# Bison steak taste test



## wyogoob (Sep 7, 2007)

I cleaned up my freezer before loading it with bison meat and accidentally left out a package of antelope chops. They laid on the floor out of sight for 2 days and thawed out.

While loading the bison into the freezer I held back one package each of cubed steak, round steak and rib eye so we could try them out on the BBQ grill. Each type of steak was prepared and grilled in the same manner. I included the antelope steaks with the bison steaks.

All the steaks were grilled to medium rare and served to four adults including myself. Two of which did not eat a lot of wild game.

I proposed a taste test and served a few pieces of each kind of steak one at a time. I said "here's bison rib eye", then "here's some cube steak", and "try this" (for the antelope chops) and lastly "OK, now buffalo round steak."

It was great fun and we acted like those knuckleheads on the TV cooking shows. I even played a culinary genius that made up wild game recipes for hunting magazines. :grin:

Everyone loved the rib eye, go figure. The cube steak was fine but the round steak was tough, clearly not made for the BBQ grill. *The winner, hands down; antelope!* Every one, including myself, thought the antelope was the best and the other three, even Mrs. Goob, were shocked when I told them the "mystery" meat was pronghorn.

.


----------



## Groganite (Nov 14, 2012)

Mmmm when do I get to come over for dinner goob? I promise to raise my pinky while sipping beverages....


----------



## DallanC (Jan 13, 2009)

Our family loves pronghorn. Taken care of quickly and properly, its really a very nice meat. We like it more than Elk and way more than deer.


-DallanC


----------



## izzydog (Jan 18, 2008)

DallanC said:


> Our family loves pronghorn. Taken care of quickly and properly, its really a very nice meat.

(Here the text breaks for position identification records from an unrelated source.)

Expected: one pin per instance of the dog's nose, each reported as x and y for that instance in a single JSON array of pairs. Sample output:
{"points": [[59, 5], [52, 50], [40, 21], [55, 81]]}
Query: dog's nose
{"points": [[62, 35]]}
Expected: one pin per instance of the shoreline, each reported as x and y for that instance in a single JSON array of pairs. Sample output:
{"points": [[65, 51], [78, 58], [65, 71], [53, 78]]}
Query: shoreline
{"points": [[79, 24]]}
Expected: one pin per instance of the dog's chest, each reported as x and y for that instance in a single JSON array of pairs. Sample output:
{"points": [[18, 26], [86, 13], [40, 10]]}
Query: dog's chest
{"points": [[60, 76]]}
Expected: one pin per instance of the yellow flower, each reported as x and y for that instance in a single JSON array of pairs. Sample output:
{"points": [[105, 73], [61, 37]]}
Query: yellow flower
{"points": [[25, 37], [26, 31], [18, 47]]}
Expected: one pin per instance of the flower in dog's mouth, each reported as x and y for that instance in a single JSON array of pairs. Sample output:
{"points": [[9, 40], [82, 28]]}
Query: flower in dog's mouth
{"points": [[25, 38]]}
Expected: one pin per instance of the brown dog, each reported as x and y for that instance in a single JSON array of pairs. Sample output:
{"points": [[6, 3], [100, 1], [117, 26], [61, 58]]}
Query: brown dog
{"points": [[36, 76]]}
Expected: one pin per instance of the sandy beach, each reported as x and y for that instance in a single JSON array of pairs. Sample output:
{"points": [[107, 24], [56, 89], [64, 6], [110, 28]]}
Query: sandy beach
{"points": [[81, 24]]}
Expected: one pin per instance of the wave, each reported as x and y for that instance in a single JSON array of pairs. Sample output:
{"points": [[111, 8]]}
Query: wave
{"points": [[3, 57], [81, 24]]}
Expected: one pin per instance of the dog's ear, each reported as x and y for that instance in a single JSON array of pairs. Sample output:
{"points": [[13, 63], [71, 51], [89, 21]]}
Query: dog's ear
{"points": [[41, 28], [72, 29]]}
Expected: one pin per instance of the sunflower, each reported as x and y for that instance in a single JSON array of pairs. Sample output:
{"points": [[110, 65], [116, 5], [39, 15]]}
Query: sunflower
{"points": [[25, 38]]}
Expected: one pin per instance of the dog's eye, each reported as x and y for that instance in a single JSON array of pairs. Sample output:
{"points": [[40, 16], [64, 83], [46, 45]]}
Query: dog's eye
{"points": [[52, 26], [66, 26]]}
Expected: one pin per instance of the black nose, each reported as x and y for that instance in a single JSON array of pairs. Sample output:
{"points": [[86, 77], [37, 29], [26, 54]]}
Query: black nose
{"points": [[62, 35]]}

We like it more than Elk and way more than deer.
> 
> -DallanC


Same here!


----------



## DallanC (Jan 13, 2009)

I love it with Greek seasonings.


-DallanC


----------



## Catherder (Aug 2, 2008)

If you need to rid yourself of all that unpalatable buff meat, I'm sure I could find some room in my freezer to take it off your hands. :EAT:


----------



## wyogoob (Sep 7, 2007)

catherder said:


> if you need to rid yourself of all that unpalatable buff meat, i'm sure i could find some room in my freezer to take it off your hands. :eat:


I'll give ya some.

.


----------



## Groganite (Nov 14, 2012)

I have 10 starving children.....i may need some buff meat too...


----------



## Catherder (Aug 2, 2008)

Have you eaten the tongue yet?

Wasn't it the tongue that during pioneer times was the prized item for the market hunters and very little else was used?


----------



## riptheirlips (Jun 30, 2008)

"The winner, hands down; antelope!" Don't surprise me I did a breakfast once and cooked Elk steak and Antelope steaks did not tell anyone what they were. Everyone went back for a second helping but they all took the Antelope steaks. I had elk left over. 
Wonder if that is why goats have gotten so popular at the sales.


----------



## Azar (Oct 21, 2014)

I've never hunted pronghorn, but have talked to many people who claim the same thing: It's the best wild game meat you can get IF properly cared for in the field.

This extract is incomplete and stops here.